11.             This isn’t just metaphor. Freed from the burden of sin, we become caring people. We help prisoners, the blind, the bowed down, the sojourner, the widow and the fatherless. We give to outreach and mercy organizations such as LWML or LCMS Disaster Response or other worthy charities.  But it’s not just with money that we help. If we have the health and strength, we can jump and work shoulder-to-shoulder with other Christians and neighbors in our community or somewhere else in the world.  Or we can do it privately, one-on-one with people who need our care and the love of Christ. We don’t have to look far to find them. We just have to lift up our heads and open our eyes.
12.             Nothing but our own sinful selfishness is stopping us from reaching out to them. And selfishness is only a problem if we let it be, because Jesus has freed us from the weight of sin by taking it to the cross. Freedom has a purpose, and that’s so you and I can care about the same things God cares about.
13.             Finally, God’s grace and mercy free us from the weight of our sins so that we can love those among us who are unlovable. Every one of us knows somebody we don’t particularly like. It could be a neighbor, a loud-mouth uncle, an irritating co-worker, a fellow church member. But God’s Word doesn’t say we have to be best buds with everyone. It says we are to love them.  These are John’s words from the Epistle: “And this commandment we have from him: whoever loves God must also love his brother” (1 Jn 4:21). 

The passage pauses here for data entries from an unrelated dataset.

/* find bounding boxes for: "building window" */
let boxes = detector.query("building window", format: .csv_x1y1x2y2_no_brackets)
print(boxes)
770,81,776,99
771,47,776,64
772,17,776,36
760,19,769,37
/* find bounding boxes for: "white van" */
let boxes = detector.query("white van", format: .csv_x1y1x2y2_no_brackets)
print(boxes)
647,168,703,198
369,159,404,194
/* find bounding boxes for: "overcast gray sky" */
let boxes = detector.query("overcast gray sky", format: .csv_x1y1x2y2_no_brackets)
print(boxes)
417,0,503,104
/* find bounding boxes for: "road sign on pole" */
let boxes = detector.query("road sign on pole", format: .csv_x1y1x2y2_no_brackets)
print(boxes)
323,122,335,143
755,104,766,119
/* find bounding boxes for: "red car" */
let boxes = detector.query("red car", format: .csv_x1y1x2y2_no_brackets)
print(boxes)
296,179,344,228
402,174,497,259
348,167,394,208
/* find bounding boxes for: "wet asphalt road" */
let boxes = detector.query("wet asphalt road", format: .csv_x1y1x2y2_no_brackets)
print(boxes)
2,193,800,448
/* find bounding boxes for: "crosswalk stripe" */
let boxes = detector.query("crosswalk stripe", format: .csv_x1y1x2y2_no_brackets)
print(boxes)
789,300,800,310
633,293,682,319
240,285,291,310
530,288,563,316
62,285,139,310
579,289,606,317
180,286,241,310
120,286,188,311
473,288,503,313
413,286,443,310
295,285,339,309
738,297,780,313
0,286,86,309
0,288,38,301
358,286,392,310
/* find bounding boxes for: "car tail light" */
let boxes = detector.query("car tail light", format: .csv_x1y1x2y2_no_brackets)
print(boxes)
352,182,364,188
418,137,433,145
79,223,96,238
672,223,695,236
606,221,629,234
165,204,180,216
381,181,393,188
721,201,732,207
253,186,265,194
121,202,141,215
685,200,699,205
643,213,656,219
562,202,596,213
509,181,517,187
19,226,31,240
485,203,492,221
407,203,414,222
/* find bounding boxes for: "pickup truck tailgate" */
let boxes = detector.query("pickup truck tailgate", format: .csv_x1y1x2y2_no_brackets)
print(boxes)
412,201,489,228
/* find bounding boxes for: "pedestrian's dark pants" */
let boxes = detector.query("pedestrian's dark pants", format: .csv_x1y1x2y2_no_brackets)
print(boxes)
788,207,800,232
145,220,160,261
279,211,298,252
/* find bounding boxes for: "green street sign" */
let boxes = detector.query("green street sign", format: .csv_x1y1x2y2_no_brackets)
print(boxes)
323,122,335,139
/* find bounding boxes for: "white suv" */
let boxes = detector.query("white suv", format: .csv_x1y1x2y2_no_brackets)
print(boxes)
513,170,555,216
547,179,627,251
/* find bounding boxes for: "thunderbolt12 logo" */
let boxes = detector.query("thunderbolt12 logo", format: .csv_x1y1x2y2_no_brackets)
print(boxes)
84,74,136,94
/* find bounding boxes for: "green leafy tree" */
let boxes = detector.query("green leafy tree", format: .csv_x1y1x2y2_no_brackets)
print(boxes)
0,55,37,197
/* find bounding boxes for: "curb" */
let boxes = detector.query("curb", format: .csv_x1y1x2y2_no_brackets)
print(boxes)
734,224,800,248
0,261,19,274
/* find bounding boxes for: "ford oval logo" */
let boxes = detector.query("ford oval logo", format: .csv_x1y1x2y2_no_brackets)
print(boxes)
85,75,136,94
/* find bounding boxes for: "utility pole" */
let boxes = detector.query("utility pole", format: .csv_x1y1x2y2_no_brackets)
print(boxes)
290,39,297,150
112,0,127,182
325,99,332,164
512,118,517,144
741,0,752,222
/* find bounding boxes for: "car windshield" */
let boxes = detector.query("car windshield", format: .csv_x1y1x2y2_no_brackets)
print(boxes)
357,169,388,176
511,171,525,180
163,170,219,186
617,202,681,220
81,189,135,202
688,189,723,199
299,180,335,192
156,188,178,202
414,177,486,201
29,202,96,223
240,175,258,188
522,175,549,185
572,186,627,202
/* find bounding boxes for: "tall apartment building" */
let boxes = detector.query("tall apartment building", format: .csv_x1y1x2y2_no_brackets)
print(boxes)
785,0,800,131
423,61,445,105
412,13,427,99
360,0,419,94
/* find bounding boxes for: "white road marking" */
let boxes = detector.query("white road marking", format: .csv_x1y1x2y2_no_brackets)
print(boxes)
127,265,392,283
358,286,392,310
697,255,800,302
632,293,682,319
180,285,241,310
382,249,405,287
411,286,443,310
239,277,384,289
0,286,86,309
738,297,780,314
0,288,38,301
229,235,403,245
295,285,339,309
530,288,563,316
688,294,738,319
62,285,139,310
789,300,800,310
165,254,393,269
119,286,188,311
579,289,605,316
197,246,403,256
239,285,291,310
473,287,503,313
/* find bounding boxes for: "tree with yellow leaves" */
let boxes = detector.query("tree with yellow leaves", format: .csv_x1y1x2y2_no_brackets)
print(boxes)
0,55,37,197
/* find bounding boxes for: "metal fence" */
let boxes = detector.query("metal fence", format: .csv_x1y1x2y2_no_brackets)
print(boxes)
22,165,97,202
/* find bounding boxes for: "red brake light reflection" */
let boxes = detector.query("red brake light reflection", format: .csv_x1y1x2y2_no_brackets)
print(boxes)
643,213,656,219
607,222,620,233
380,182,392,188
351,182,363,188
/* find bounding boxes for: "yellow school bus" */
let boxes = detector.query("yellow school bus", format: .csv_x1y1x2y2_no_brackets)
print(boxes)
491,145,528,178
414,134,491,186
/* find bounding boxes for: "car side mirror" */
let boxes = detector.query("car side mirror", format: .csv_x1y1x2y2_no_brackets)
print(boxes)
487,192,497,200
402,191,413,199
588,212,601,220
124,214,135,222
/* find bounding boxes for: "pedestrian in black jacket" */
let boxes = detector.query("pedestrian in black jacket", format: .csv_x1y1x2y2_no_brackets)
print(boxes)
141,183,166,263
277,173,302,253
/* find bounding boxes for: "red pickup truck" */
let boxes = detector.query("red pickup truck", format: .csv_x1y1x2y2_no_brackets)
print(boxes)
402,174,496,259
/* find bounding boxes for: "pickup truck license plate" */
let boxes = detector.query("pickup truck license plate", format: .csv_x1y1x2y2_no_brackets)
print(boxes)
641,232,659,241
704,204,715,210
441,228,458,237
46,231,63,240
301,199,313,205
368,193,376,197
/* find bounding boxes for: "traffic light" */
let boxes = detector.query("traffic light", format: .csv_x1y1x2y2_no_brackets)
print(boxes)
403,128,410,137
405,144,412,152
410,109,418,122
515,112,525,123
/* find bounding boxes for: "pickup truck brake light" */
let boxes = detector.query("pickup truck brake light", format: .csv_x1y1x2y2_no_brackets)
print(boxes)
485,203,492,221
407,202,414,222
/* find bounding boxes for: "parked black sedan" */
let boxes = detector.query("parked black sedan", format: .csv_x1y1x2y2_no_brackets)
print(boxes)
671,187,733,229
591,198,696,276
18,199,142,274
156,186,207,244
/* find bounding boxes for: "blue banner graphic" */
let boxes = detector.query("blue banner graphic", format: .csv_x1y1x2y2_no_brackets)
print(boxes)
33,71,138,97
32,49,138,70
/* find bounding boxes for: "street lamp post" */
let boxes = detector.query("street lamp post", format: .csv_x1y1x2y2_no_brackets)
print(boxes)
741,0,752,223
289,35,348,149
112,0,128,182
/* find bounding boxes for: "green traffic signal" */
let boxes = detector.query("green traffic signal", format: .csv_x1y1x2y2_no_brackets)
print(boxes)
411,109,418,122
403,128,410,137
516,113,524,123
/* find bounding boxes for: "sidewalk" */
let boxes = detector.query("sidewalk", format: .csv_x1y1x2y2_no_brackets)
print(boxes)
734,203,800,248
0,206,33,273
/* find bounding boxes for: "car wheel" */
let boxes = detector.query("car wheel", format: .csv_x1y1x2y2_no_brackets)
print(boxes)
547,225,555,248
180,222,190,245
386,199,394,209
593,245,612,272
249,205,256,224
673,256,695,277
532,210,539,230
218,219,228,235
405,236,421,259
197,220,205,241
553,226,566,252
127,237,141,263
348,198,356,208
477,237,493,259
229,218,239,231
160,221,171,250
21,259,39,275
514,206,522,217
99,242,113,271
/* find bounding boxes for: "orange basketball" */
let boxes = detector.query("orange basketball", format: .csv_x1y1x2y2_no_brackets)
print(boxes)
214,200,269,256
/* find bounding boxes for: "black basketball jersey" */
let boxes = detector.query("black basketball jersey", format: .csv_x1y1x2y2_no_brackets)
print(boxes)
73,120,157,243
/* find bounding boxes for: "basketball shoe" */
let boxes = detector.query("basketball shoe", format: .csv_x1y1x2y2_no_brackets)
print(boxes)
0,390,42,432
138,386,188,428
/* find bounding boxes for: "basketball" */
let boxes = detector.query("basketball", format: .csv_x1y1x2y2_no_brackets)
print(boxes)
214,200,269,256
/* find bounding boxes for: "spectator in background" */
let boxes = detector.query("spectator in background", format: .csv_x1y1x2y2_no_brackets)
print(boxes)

14.             I think we all accept that theoretically. It’s putting it into practice that’s the problem. Maybe you’ve heard this old joke: “I love my fellow man; it’s people I can’t stand.” Here’s one I heard in the store. “Retail would be great if it wasn’t for the customers.” You get the idea. We accept loving our brother in principle. It’s just that sometimes we have a hard time doing it.  What God calls us to, of course, is the kind of love expressed by that Greek word agape—as compared to either the Greek philia, brotherly love, or eros, romantic love. We choose our friends because there’s something we like about them. We have things in common. We enjoy our time with them. We choose the person we marry for a variety of reasons.

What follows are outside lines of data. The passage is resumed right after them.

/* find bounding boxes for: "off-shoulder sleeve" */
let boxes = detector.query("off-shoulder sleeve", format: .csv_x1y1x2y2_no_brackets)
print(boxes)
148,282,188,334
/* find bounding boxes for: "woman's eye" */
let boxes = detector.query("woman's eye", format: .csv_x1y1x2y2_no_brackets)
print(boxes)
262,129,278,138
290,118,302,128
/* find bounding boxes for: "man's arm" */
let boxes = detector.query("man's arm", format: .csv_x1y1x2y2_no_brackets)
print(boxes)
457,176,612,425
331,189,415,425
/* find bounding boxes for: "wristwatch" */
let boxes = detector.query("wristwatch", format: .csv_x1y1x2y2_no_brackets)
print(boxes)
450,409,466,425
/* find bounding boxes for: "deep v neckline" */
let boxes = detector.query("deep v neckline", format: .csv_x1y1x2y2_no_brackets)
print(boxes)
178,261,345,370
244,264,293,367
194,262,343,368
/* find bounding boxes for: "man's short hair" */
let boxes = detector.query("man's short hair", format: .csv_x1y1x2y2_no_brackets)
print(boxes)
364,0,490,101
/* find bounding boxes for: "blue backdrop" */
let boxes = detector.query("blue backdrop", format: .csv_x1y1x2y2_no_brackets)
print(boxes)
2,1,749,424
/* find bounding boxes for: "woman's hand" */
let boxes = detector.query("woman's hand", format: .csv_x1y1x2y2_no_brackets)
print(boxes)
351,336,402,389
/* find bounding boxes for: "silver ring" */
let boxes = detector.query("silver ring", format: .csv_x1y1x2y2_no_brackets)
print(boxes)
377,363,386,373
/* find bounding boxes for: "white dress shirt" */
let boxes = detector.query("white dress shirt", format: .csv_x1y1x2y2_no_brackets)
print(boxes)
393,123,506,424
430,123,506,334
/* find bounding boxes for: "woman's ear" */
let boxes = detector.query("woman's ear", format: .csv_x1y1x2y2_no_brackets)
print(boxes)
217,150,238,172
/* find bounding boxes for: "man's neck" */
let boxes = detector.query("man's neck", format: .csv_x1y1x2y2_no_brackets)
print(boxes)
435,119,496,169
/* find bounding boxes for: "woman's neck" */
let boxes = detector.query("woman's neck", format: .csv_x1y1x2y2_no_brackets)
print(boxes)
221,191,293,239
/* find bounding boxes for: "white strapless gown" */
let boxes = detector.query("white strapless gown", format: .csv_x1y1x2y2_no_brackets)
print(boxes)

15.             But the Christian faith has its own unique concept of love that in the Greek is called agape. Agape love loves someone who is unlovable. There’s nothing about the objects of agape love that makes them worthy. They are unworthy. Yet we love them, care for them, sacrifice for them, and forgive them. That is the kind of love Jesus has for sinners—like us, who are by our nature unlovable. That’s the kind of love God’s grace and mercy free us to have for others.
16.             So that’s what we do. It has nothing to do with feelings or attraction. Instead, it’s defined by these words of St. Paul: “God demonstrates his own love for us in this: while we were yet sinners, Christ died for us” (Rom 5:8). That’s the love of caregivers for sick and dying patients. That’s the love of counselors and therapists for the mentally ill. That’s the love of those who work with the mentally and physically disabled.  If Jesus can love sinners like us, he can free us to love other sinners we don’t like at all. And he does. He does as we pray with believing hearts the Collect for the Fourth Sunday in Advent. I’ll pray it as our closing prayer.  “Stir up Your power, O Lord, and come and help us by Your might, that the sins which weigh us down may be quickly lifted by Your grace and mercy; for You live and reign with the Father and the Holy Spirit, one God, now and forever. Amen.”